Inleidend statement persconferentie na ministerraad 25 mei 2022
Inleidend statement van viceminister-president Hoekstra tijdens de wekelijkse persconferentie na afloop van de ministerraad. Met hierin onder meer aandacht voor de Belastingdienst en de oorlog in Oekraïne. Bekijk de hele persconferentie via YouTube. Of lees de letterlijke tekst van de persconferentie.
Viceminister-president Hoekstra:
Dames en heren, goedemiddag. Het is een wat atypische wekelijkse persconferentie deze keer. We hebben een lang Hemelvaartweekend voor de boeg. Vandaar dat ook vandaag al de ministerraad heeft plaatsgevonden. Er waren ook de nodige afwezigen. In Davos is het WEF gaande. Daar is ook een brede kabinetsdelegatie aanwezig, de minister-president is daar, viceminister-president Kaag is daar. Vandaar dat ik het voorrecht heb vandaag hier met u het woord voer.

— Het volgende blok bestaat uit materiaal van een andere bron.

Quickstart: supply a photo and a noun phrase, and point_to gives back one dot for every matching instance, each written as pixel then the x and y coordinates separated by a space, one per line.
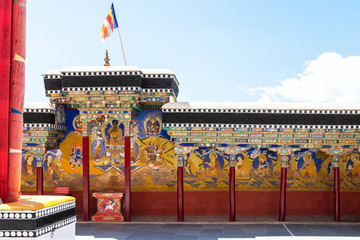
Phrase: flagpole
pixel 122 46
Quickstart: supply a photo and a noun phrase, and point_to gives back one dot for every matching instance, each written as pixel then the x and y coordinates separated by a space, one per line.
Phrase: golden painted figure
pixel 53 173
pixel 115 136
pixel 264 168
pixel 29 166
pixel 353 167
pixel 243 167
pixel 214 168
pixel 190 168
pixel 308 169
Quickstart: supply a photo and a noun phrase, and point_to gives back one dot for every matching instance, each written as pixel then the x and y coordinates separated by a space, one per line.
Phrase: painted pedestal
pixel 38 217
pixel 108 207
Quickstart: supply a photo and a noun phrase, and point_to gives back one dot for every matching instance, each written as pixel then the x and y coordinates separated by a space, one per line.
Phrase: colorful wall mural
pixel 154 166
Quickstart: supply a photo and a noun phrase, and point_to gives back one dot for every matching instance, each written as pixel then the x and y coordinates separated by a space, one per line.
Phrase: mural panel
pixel 154 167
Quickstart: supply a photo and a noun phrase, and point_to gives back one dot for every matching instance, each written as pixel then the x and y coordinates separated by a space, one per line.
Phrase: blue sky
pixel 220 51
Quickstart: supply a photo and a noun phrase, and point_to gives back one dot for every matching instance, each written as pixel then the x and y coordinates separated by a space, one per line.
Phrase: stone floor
pixel 197 228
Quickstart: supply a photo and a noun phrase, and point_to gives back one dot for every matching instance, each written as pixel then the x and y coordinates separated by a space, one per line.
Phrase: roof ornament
pixel 107 59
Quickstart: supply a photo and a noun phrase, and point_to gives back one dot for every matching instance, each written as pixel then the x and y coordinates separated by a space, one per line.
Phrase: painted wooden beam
pixel 127 202
pixel 232 192
pixel 86 190
pixel 282 207
pixel 39 181
pixel 5 60
pixel 180 189
pixel 16 98
pixel 336 189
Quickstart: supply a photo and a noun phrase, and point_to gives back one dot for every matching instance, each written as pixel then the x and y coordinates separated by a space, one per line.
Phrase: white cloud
pixel 328 79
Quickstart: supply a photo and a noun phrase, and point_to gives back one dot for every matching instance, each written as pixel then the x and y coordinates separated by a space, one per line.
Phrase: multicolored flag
pixel 109 24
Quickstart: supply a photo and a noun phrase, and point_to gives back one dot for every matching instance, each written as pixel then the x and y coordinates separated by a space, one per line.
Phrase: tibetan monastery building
pixel 119 129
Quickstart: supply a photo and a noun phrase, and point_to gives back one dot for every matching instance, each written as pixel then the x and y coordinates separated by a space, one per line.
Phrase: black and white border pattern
pixel 28 215
pixel 37 232
pixel 277 111
pixel 44 125
pixel 278 126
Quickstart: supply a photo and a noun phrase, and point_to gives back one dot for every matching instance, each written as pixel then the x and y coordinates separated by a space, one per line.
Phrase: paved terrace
pixel 246 227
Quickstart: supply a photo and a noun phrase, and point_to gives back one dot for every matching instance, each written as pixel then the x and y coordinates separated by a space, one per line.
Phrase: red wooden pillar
pixel 86 189
pixel 232 190
pixel 336 189
pixel 39 180
pixel 180 188
pixel 282 207
pixel 5 59
pixel 16 98
pixel 127 202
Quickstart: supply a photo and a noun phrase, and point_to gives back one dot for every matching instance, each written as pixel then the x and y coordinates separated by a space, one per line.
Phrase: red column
pixel 5 59
pixel 86 191
pixel 39 181
pixel 232 192
pixel 282 207
pixel 127 202
pixel 180 189
pixel 16 99
pixel 336 190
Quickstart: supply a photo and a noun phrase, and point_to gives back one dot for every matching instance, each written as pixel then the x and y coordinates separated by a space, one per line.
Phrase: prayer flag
pixel 109 24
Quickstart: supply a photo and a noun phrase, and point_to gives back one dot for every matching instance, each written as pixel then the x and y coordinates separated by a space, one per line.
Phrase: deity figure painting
pixel 115 134
pixel 353 167
pixel 307 167
pixel 190 167
pixel 262 165
pixel 152 126
pixel 76 157
pixel 29 166
pixel 53 167
pixel 213 165
pixel 242 166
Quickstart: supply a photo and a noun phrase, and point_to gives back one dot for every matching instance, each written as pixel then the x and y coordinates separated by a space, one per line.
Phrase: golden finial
pixel 106 59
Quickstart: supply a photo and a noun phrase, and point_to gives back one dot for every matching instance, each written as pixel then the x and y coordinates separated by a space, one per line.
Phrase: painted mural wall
pixel 154 166
pixel 152 155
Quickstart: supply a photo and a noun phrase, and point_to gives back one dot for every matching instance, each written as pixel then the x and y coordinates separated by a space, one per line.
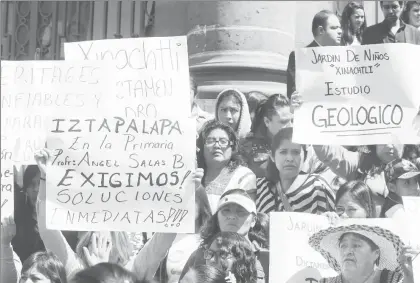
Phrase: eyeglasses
pixel 222 142
pixel 209 254
pixel 393 7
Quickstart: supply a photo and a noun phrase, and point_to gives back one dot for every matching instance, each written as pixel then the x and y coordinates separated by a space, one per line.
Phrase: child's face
pixel 408 187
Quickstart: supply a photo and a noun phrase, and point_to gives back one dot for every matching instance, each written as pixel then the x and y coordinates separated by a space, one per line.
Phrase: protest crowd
pixel 247 166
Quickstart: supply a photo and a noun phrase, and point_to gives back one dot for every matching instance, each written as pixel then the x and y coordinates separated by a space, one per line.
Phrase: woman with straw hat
pixel 364 254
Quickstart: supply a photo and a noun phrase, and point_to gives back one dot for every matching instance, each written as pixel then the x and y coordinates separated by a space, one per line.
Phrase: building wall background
pixel 240 44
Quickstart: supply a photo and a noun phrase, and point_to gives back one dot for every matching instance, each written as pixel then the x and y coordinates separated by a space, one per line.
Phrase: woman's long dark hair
pixel 348 32
pixel 256 233
pixel 369 164
pixel 244 266
pixel 48 265
pixel 266 109
pixel 360 192
pixel 210 126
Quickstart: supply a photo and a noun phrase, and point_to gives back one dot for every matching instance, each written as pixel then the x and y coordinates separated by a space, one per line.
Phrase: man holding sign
pixel 327 31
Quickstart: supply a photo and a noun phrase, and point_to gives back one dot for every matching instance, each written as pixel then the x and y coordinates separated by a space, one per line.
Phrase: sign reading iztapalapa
pixel 358 95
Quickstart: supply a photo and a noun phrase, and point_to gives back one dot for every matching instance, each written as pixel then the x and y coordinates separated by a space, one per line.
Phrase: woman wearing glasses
pixel 220 163
pixel 236 214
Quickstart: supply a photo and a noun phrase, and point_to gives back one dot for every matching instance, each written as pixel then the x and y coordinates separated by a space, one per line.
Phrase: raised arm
pixel 151 255
pixel 11 266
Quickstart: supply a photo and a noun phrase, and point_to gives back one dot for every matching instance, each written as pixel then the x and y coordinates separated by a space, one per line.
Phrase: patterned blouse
pixel 308 193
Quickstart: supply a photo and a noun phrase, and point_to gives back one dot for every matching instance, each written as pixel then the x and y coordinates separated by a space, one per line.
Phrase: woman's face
pixel 217 148
pixel 218 257
pixel 288 158
pixel 229 111
pixel 389 152
pixel 33 276
pixel 281 119
pixel 235 218
pixel 408 187
pixel 348 207
pixel 33 189
pixel 414 15
pixel 357 19
pixel 356 255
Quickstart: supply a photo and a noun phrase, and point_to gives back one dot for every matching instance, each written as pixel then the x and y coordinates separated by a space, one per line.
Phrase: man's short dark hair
pixel 320 19
pixel 400 2
pixel 193 85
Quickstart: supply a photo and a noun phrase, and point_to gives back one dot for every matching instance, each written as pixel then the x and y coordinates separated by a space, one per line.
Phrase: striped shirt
pixel 308 193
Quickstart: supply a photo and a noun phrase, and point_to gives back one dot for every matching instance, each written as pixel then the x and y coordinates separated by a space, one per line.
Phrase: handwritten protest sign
pixel 121 174
pixel 412 229
pixel 300 263
pixel 150 74
pixel 6 174
pixel 33 90
pixel 358 95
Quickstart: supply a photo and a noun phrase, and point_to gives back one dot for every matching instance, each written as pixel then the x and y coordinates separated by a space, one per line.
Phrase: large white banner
pixel 121 174
pixel 293 260
pixel 150 74
pixel 31 91
pixel 358 95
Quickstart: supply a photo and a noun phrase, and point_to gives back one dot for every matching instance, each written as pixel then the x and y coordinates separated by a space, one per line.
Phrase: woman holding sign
pixel 92 248
pixel 353 23
pixel 364 254
pixel 236 213
pixel 367 165
pixel 223 167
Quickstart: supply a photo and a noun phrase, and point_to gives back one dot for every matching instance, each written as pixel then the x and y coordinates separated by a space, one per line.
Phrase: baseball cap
pixel 400 169
pixel 239 199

En wij hebben vandaag in de Ministerraad ook een goede discussie gehad over diverse onderwerpen. Ik noem onder meer de situatie op Schiphol, de Apenpokken, de opvang van asielzoekers en de vraag of sprake is geweest van institutioneel racisme bij de Belastingdienst. Dat laatste, we hebben daar een goede gewetensvolle discussie over gehad, is natuurlijk een onderwerp dat belangrijk is voor overheid en ook voor de samenleving als geheel. Daarom is het juist ook van groot belang dat die discussie zeer zorgvuldig gevoerd wordt. Dat hebben wij gedaan. Vandaag hebben wij overeenstemming bereikt over de hoofdroute. Staatssecretaris Van Rij heeft daar kort ook over aangegeven dat hij de komende dagen zal benutten om de spreekwoordelijke puntjes op de i zetten en vervolgens een brief naar de Kamer zal sturen. Dat dat zal naar verwachting ergens begin volgend week zijn.

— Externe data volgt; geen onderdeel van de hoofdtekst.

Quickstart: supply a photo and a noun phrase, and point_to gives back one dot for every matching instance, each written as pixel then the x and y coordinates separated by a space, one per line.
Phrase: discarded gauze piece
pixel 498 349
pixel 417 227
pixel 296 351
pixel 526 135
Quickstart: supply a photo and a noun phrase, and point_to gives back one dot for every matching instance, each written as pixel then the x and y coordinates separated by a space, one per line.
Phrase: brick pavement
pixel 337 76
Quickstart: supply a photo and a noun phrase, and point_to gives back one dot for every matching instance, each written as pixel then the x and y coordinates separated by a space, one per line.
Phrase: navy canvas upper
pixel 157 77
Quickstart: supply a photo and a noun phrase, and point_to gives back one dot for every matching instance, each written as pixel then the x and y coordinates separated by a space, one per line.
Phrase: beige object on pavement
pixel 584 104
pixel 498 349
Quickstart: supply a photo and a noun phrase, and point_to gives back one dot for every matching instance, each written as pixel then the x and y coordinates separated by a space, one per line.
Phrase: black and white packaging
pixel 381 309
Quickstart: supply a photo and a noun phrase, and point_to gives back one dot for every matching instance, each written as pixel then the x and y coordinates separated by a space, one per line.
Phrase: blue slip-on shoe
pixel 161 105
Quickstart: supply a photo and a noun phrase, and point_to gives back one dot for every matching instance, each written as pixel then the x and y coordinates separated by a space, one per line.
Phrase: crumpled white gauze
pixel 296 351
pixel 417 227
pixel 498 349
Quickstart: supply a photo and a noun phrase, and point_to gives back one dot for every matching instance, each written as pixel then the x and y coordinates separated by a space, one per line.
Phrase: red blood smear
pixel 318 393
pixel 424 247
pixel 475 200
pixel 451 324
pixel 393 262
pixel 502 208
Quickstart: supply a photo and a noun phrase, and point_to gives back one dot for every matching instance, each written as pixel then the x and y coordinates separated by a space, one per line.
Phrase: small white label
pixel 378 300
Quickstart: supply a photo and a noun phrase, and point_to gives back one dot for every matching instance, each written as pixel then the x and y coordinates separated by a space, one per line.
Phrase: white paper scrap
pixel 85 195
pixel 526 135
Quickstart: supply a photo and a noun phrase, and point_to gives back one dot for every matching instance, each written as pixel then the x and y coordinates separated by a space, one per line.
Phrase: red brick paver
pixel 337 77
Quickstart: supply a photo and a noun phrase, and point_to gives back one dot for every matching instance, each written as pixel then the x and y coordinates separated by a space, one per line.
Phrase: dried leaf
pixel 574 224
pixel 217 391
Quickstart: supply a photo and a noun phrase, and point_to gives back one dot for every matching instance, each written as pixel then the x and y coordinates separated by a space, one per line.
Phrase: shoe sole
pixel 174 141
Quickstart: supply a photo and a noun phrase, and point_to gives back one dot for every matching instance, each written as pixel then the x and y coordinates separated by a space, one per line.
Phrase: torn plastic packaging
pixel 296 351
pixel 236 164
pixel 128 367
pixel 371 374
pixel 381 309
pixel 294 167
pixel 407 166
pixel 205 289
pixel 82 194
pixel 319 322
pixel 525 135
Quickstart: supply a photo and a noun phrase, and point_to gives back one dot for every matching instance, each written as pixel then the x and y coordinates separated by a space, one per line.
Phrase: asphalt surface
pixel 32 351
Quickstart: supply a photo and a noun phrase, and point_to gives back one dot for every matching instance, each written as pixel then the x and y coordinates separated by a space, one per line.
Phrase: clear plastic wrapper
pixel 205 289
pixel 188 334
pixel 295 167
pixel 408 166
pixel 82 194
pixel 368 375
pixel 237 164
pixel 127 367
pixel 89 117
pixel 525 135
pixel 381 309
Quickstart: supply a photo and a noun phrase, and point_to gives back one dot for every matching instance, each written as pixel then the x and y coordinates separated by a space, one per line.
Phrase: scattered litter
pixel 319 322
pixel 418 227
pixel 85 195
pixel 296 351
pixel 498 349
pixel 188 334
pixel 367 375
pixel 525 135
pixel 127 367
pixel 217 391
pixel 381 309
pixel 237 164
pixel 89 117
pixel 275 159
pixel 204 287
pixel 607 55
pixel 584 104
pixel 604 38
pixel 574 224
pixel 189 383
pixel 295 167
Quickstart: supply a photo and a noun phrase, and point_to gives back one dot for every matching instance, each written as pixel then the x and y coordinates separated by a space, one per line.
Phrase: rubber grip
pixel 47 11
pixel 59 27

En vandaag dat ik ook uw begrip vraag, dat ik daar in deze persconferentie ik hier ook nog niet op vooruit zal lopen. Met al die binnenlandse beslommeringen, zou je overigens bijna vergeten dat ruim 1.500 kilometer verderop nog steeds een oorlog gaande is. Het is alweer drie maanden geleden dat de Russen Oekraïne zijn binnengevallen. Na zo’n lange periode dreigt, misschien moet je zeggen bijna onvermijdelijk, een zekere gewenning op te treden, zelfs bij gruwelijkheden die met een oorlog gepaard gaan. Helaas gaat het oorlogsgeweld ook gewoon door. Eergisteren maakte president Zelenski bekend dat er vorige week bij een aanval op het dorp Desna – iets ten noorden van Kiev is dat – zeker 87 doden zijn gevallen. En nu Marioepol is gevallen, is de strijd, dat zien we allemaal in de Donbas, eigenlijk verder geïntensiveerd en verhevigd. Er wordt hevig gevochten.

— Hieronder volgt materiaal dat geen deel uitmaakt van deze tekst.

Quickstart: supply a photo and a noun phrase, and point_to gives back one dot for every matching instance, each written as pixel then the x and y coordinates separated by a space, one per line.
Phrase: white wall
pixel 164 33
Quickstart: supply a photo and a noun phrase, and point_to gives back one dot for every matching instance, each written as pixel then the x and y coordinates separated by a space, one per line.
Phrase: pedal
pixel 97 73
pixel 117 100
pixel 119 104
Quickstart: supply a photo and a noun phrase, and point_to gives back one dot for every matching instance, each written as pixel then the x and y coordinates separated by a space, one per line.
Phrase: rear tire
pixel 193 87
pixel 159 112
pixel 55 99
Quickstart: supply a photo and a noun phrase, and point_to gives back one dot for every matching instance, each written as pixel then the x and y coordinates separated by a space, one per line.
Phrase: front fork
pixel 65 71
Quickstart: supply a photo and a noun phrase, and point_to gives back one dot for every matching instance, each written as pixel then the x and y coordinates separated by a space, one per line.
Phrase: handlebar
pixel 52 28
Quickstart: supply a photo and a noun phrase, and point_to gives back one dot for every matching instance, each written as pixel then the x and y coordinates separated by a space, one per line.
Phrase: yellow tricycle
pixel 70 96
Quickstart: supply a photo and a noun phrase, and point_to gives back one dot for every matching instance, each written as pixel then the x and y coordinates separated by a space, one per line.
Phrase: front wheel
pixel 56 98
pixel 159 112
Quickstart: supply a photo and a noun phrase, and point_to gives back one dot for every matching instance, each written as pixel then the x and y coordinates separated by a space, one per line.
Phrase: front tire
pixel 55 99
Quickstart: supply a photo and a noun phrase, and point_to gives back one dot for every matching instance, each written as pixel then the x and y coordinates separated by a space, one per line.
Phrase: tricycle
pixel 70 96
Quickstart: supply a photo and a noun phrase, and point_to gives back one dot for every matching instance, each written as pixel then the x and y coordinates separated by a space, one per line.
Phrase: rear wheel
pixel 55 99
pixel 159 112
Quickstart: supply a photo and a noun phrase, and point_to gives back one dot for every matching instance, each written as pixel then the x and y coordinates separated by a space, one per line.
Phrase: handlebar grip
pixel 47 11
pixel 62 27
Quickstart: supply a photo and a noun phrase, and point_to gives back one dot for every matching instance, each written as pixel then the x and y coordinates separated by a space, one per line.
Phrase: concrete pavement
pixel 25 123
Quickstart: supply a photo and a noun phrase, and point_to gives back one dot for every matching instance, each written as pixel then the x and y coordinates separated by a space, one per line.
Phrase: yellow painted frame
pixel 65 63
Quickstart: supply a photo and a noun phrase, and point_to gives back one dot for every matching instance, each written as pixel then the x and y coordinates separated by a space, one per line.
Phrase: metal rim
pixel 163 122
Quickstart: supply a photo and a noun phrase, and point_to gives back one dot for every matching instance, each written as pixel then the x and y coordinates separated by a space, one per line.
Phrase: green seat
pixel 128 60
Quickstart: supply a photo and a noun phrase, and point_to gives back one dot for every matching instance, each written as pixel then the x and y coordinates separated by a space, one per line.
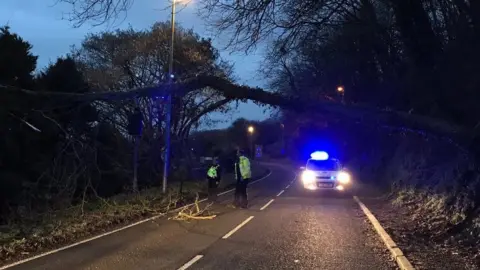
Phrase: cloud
pixel 41 23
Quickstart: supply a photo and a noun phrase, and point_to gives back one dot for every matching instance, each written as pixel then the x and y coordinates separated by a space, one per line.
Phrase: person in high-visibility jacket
pixel 243 174
pixel 213 176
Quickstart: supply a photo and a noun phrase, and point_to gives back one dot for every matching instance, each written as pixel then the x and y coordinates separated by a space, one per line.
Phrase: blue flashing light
pixel 319 155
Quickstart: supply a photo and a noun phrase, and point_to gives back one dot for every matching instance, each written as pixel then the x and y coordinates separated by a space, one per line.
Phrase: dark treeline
pixel 54 154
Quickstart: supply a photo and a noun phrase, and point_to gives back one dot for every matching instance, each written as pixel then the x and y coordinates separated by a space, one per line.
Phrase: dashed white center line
pixel 267 204
pixel 237 228
pixel 191 262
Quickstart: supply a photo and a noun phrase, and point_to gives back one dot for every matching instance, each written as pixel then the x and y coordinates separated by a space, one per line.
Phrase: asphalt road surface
pixel 294 231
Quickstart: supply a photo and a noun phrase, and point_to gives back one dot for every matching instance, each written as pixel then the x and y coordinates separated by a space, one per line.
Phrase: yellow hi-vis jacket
pixel 244 166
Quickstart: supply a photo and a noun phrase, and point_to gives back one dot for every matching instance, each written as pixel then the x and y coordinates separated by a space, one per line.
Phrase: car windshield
pixel 322 165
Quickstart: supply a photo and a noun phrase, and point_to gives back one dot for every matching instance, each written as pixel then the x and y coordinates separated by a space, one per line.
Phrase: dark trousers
pixel 241 197
pixel 212 189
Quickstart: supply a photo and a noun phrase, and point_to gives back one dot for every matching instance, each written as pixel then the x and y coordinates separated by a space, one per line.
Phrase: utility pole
pixel 168 116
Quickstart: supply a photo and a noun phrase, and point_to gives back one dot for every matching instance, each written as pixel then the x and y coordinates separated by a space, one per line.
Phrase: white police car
pixel 324 173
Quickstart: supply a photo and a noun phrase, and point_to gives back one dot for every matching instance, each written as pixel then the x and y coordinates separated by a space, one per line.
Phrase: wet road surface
pixel 285 227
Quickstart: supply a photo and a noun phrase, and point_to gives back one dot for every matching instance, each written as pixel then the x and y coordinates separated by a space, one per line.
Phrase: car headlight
pixel 343 177
pixel 308 177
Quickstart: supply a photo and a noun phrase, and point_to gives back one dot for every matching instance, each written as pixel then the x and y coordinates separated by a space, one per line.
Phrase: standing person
pixel 243 174
pixel 213 176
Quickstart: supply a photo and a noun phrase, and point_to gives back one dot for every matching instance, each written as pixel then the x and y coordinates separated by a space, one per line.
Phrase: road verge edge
pixel 395 251
pixel 178 209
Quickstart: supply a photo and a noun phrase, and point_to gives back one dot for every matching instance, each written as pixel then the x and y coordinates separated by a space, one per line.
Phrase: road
pixel 294 231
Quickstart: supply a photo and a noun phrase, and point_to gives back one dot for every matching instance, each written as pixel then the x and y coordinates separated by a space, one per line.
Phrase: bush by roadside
pixel 433 192
pixel 35 233
pixel 38 232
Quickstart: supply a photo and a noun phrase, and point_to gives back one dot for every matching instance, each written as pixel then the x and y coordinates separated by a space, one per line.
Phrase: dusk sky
pixel 40 22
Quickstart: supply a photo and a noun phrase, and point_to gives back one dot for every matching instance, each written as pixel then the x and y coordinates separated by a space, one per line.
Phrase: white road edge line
pixel 267 204
pixel 191 262
pixel 237 228
pixel 116 230
pixel 397 254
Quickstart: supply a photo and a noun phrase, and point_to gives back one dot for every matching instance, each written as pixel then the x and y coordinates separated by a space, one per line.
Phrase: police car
pixel 324 173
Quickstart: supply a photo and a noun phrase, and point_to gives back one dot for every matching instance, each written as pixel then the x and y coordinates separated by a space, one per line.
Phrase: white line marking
pixel 238 227
pixel 266 205
pixel 116 230
pixel 191 262
pixel 397 254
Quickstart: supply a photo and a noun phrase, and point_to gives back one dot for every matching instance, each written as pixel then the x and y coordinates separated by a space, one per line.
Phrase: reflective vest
pixel 244 166
pixel 212 172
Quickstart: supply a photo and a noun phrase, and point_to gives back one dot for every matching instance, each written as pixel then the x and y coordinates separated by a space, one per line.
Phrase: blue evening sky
pixel 40 22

Daarbij vallen ook grote aantallen veel slachtoffers, militairen maar helaas ook burgerdoden. Het menselijk leed, het menselijk lijden dat we zien, en waar we natuurlijk ook allemaal over horen, is, echt ik kan het niet anders zeggen, immens. Dat sterkt ons, dat sterkt ons als kabinet ook in de overtuiging dat wij er echt voor moeten zorgen dat die brute agressie van Rusland niet mag worden beloond. Daarom verdient het verzet van Oekraïne, onder het leiderschap van Zelenski, onverminderd de steun van het Nederlandse kabinet, en overigens ook van de bondgenoten. Nederland doet dat ook op alle mogelijke manieren. Via wapens, via sancties, via humanitaire steun en door te willen bijdragen aan de wederopbouw. Ook op dat terrein kan Oekraïne op onze steun rekenen.